Inventor of Compatible Time-Sharing System has passed away

American computer scientist Fernando “Corby” Corbató has died at the age of 93. He worked at MIT on the Compatible Time-Sharing System, laying the foundation for many current OS features, including privacy.

Corbató was co-author of the 1961 document An experimental time-sharing system. He then worked as a research assistant at the Computation Center at the Massachusetts Institute of Technology, demonstrating the Compatible Time-Sharing System, or CTSS. This system can deploy resources for various processes and tasks, so that different users can work with a computer. That was a big difference from how computers had been used until then, where users gave punched tapes to operators, who then ran the program. CTSS built on the idea of ​​multiprogramming, where one program is already running the moment the other has to wait for an outcome.

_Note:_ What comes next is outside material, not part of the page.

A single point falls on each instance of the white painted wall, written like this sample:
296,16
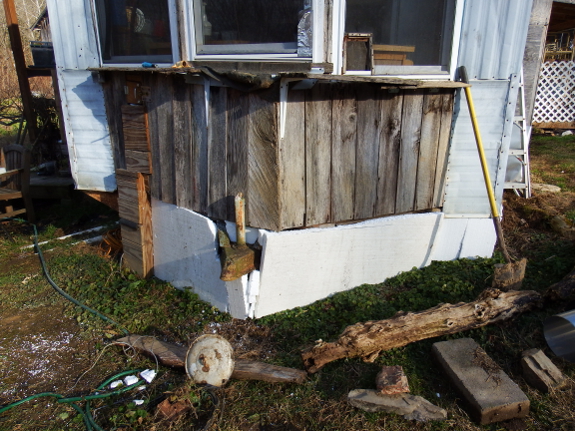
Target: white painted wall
87,131
302,266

In the demonstration, MIT’s team led by Corbató used an IBM 7090 connecting three Flexowriter teleprinters with two tape units each. The system was a breakthrough in efficiency for input, causing Corbató to write in his paper: “Once a user is used to the immediate response of the computer, delays of even a fraction of a minute are excruciatingly long.” According to him, that was an indication that programmers would be happy to use the system, if it were generally available.

When developing CTSS, Corbató was already confronted with the consequences of using the system by different users. In the design, users work independently of each other, but the pioneer recognized that it can be efficient if several consoles communicate with a single program. This can be seen as a vision of the emergence of independent, protected accounts on the one hand and a form of cloud computing with collaboration on documents on the other.

With that vision, Corbató worked on Multics after CTSS. That operating system written in PL/I was the first to have a hierarchical file system and a form of security management thanks to access control lists for files. Ken Thompson and Dennis Ritchie, among others, programmed for Multics and used their knowledge to develop their own, more compact system, whose name is related to Multics: Unix.